Multimodal Without the Hassle
Gemma 4 just works with images and audio out of the box. No “oh right I need to load a separate vision model first.” The models natively understand:
- Images (variable aspect ratios, flexible token budgets)
- Audio (speech recognition on E2B/E4B)
- Video (end-to-end reasoning)
This is useful if you’re deploying on-device and don’t want to juggle multiple models. One model does everything.

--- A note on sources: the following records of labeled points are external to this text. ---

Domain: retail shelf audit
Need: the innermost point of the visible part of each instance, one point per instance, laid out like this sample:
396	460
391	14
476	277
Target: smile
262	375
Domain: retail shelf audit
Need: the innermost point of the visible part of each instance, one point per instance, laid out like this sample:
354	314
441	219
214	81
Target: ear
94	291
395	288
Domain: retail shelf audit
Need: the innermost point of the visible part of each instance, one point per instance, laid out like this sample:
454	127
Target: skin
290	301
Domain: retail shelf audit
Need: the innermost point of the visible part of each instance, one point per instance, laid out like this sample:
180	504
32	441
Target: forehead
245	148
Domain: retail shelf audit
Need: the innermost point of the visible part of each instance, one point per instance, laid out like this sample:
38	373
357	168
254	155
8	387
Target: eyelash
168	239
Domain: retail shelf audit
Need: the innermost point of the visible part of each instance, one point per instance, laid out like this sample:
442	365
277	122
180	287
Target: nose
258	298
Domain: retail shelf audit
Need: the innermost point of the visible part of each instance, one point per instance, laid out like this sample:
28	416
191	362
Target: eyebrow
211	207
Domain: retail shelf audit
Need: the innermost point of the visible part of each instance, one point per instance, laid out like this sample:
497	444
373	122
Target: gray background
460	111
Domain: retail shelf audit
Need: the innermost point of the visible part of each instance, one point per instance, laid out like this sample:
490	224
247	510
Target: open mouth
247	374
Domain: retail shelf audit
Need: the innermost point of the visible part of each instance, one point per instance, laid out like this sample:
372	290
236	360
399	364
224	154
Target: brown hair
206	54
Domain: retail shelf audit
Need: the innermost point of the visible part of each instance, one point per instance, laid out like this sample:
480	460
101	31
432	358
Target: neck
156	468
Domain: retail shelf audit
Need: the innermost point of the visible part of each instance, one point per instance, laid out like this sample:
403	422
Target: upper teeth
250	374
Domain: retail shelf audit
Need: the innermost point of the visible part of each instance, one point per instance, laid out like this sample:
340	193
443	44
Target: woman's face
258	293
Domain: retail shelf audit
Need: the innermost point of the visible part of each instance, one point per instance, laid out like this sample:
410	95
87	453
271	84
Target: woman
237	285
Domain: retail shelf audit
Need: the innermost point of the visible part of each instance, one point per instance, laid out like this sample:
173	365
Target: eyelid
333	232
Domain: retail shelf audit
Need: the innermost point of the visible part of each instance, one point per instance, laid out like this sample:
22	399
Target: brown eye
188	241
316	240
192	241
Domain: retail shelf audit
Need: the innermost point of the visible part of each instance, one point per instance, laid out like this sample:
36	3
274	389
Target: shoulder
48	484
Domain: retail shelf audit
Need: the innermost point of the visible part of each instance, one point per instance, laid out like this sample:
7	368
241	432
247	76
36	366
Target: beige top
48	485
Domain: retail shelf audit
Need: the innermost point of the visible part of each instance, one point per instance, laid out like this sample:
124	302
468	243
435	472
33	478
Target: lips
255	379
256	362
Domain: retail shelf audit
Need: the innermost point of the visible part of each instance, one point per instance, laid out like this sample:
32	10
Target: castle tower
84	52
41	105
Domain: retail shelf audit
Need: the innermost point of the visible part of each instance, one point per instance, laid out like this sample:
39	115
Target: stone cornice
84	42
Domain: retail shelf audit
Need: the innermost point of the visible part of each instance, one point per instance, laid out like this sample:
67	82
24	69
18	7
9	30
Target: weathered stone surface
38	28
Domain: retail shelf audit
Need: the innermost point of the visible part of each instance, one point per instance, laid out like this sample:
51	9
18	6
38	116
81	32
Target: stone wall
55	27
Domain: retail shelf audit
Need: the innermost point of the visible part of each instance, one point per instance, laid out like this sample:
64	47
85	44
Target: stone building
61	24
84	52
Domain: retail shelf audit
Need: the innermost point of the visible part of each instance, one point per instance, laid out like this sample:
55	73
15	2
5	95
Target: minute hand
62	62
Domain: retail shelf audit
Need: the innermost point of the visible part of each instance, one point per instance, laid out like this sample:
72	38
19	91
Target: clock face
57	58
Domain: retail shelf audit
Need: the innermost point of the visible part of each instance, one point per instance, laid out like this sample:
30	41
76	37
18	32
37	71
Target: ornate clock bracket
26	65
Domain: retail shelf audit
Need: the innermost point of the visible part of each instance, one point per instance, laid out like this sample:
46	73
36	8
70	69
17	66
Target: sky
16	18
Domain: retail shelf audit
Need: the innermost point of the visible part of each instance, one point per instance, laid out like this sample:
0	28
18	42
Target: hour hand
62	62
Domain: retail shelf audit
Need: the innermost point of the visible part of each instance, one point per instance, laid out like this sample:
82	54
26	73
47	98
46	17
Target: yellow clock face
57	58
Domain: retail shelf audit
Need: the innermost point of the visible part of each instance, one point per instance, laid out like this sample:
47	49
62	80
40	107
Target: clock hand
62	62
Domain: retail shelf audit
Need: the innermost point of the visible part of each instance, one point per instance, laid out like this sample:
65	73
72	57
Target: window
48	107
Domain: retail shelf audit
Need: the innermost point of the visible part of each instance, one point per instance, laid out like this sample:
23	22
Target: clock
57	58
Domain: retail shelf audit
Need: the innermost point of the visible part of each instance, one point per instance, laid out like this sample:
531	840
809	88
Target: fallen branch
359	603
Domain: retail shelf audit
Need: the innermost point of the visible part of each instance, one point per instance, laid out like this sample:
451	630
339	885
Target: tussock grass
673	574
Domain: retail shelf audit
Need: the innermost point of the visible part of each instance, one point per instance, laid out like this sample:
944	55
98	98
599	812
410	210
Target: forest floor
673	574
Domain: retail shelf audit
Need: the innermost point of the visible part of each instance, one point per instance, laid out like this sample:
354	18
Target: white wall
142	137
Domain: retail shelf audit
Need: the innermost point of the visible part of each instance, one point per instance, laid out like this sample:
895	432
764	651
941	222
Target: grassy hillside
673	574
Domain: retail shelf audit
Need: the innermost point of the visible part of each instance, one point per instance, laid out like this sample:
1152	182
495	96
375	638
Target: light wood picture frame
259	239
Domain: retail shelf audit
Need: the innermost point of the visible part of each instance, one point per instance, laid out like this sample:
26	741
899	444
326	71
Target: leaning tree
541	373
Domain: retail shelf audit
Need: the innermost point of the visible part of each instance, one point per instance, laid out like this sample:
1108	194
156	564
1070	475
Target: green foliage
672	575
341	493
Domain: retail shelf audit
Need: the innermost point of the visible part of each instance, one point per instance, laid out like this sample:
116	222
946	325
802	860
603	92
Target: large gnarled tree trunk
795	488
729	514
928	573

Math & Reasoning Got Better
The 31B dense model hit 89.2% on AIME 2026. That’s competitive with the best closed-weight models at this size. Instruction following is also noticeably sharper — less “I think you mean…” and more just doing it.
Agentic Capabilities
Gemma 4 was built from the ground up for autonomous agents. Key features:
- Native function calling — structures API calls correctly, no guessing games
- Structured JSON output — clean, parseable responses (no regex hell)
- Multi-step planning — breaks complex tasks into executable steps
- t2-bench score: 86.4% — competitive with much larger models
Google built this to power Android Studio’s Agent Mode, but it works anywhere you need tools and APIs. It’s genuinely good at multi-step workflows, not just chat.
So, How Does It Stack Up? (Gemma 4 vs Qwen3.5)
Alright, let’s talk numbers because I know you’re curious. I have a feeling Qwen3.5 27B will still be my go-to for coding — so I dug up some benchmark results to see if my hunch holds water. Spoiler: it does, but with a twist.
The Benchmarks (TL;DR)
Gemma 4 31B Dense vs Qwen3.5-27B Dense
| Benchmark | Gemma 4 31B | Qwen3.5-27B | Winner |
|---|---|---|---|
| MMLU-Pro (knowledge) | 85.2% | 86.1% | Qwen ✅ |
| GPQA Diamond (science) | 84.3% | 85.5% | Qwen ✅ |
| LiveCodeBench v6 (coding) | 80.0% | 80.7% | Qwen ✅ |
| Tau2 (agent tasks) | 76.9% | 79.0% | Qwen ✅ |
| MMMLU (multilingual) | 88.4% | 85.9% | Gemma ✅ |
| MMMU-Pro (vision+reasoning) | 76.9% | 75.0% | Gemma ✅ |
Gemma 4 26B MoE vs Qwen3.5-35B-A3B MoE
| Benchmark | Gemma 4 26B-A4B | Qwen3.5-35B-A3B | Winner |
|---|---|---|---|
| MMLU-Pro (knowledge) | 82.6% | 85.3% | Qwen ✅ |
| GPQA Diamond (science) | 82.3% | 84.2% | Qwen ✅ |
| LiveCodeBench v6 (coding) | 77.1% | 74.6% | Gemma ✅ |
| Tau2 (agent tasks) | 68.2% | 81.2% | Qwen ✅ |
| MMMLU (multilingual) | 86.3% | 85.2% | Gemma ✅ |
| MMMU-Pro (vision+reasoning) | 73.8% | 75.1% | Qwen ✅ |
The Arena AI Leaderboard (Real Talk from Users)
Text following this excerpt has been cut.